The establishment of the EAC at this late stage would have been fully supported had the Prime Minister empowered it with some executive powers. At present, the EAC will, as its name suggests, be merely an advisory body and it is doubtful if the ongoing budget exercise spearheaded by the Ministry of Finance under the leadership of Miftah Ismail will have time to consider comprehensive suggestions at this late stage other than the imposition of one tax or another and some cosmetic changes here and there. Given that the PML-N tenure ends by end May taking on a few EAC suggestions on board would merely provide face saving for the EAC members.
Additionally, to enable the EAC to give sound advice with significant positive impact on key macroeconomic indicators would require the Ministry of Finance taking the EAC on board on a daily basis till the announcement of the budget - an exercise that one would assume would not be carried out on the grounds that the team engaged in budget formulation simply does not have the time. Besides, all members of the EAC have other engagements and a rather full itinerary and it is doubtful if individual members have the time even if the Ministry of Finance decides to take them fully on board.

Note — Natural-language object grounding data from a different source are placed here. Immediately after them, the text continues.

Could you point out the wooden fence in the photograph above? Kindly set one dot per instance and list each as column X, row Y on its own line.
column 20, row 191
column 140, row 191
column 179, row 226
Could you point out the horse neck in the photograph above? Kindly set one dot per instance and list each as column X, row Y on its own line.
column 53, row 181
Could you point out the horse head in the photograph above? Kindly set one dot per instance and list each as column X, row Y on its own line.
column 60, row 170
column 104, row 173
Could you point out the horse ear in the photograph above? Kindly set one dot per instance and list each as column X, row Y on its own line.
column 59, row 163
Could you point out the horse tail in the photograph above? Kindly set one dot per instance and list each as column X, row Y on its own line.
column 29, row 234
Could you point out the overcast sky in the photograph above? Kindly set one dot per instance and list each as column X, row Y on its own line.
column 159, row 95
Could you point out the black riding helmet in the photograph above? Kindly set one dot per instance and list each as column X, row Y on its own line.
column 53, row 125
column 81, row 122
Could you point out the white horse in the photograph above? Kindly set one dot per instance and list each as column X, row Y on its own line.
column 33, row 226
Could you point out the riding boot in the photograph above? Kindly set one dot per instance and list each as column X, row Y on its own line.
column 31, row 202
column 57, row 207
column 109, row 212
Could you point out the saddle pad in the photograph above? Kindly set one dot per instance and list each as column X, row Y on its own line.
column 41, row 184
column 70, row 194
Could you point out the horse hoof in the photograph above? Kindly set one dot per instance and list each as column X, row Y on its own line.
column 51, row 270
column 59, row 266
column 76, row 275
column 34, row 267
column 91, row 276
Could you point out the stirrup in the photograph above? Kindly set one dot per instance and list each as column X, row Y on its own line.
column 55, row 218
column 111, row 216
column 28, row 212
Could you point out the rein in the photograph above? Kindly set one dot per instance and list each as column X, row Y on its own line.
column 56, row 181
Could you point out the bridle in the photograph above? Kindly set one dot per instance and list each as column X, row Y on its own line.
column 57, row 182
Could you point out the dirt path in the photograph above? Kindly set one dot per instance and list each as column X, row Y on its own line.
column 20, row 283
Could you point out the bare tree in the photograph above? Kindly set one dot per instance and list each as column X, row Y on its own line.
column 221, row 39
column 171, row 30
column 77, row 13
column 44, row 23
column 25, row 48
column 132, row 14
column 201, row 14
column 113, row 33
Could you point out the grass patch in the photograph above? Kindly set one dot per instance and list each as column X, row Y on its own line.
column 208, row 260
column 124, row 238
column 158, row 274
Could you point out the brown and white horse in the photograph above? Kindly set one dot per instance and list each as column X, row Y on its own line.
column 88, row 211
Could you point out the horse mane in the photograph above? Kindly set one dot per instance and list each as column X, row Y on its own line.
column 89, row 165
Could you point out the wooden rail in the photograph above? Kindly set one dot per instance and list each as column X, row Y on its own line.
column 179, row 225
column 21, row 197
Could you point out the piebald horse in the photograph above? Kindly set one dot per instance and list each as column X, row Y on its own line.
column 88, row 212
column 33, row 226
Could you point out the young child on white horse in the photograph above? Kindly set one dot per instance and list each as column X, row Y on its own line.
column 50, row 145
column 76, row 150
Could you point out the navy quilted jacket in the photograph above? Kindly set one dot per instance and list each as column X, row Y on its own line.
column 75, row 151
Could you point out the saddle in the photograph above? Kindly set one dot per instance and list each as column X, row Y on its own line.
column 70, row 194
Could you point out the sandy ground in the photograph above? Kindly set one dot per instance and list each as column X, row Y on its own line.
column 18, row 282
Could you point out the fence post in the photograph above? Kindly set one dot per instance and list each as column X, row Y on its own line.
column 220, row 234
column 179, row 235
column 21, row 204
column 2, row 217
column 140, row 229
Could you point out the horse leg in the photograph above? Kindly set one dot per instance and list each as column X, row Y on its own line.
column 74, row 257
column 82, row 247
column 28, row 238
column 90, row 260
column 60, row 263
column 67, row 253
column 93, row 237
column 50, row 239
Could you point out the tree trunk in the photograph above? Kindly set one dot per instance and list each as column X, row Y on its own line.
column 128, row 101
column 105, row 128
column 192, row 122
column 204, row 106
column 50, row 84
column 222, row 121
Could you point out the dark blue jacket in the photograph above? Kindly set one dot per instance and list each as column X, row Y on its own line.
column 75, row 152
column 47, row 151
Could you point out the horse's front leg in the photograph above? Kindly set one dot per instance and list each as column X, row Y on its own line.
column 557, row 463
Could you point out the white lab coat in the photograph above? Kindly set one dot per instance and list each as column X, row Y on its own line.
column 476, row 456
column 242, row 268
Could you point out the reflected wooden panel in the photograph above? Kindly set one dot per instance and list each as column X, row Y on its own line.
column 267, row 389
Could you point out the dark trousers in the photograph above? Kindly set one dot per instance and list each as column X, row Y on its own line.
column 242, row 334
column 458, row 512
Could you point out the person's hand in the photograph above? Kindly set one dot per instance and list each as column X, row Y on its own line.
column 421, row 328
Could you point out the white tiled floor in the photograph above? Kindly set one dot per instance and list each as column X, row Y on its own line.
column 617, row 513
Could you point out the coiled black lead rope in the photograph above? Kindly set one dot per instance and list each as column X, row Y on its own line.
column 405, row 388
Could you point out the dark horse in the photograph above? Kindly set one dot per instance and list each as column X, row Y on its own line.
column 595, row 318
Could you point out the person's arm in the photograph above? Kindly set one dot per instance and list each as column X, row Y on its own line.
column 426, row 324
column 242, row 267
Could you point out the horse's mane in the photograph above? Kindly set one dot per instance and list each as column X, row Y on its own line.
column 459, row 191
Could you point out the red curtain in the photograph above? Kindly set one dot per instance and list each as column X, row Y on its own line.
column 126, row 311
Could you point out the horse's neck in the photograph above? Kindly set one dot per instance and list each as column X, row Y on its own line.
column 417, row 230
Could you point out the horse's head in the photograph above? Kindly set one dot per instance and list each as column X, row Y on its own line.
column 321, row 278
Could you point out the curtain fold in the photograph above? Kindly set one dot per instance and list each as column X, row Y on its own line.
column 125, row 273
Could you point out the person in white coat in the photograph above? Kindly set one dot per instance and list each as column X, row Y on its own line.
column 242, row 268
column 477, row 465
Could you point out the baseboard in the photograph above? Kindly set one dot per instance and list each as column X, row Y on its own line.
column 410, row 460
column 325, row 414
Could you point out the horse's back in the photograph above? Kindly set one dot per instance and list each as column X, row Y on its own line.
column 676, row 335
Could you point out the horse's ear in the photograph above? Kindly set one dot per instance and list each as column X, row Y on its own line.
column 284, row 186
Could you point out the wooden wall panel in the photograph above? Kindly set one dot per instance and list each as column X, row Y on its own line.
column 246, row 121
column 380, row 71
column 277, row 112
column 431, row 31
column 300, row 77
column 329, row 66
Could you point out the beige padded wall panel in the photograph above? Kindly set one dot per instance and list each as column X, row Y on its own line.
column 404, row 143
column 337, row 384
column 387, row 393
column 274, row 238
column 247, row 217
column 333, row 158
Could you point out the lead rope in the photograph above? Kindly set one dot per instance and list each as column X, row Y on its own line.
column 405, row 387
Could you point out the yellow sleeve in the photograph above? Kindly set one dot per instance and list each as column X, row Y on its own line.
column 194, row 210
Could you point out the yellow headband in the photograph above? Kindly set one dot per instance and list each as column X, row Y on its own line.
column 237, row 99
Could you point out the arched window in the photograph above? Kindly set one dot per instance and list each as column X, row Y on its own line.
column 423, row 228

Failing to extend any executive powers to the EAC, one would argue that the government should at least consider extending monitoring powers. This would be critical for two reasons. First and foremost, irrespective of what Ismail claims is a state of the economy that the government is comfortable with, a statement that economists dismiss as unrealistic and politically motivated, the areas of concern are widening with the International Monetary Fund (IMF) stating in its March report that external financing needs are expected to rise from 21.5 billion dollars in 2016/17 to 45 billion dollars in 2022/23. Secondly, Pakistan, currently on the grey list of the Financial Action Task Force (FATF) as stated by Ismail, would have to defend implementation of the recommended measures by June and in the event that it fails to convince FATF Pakistan could be placed on the black list. Thus the EAC could provide some continuity in terms of adjusting economic policy as and when required as well as defending the pace of implementation of agreed proposals with FATF after the government's tenure ends.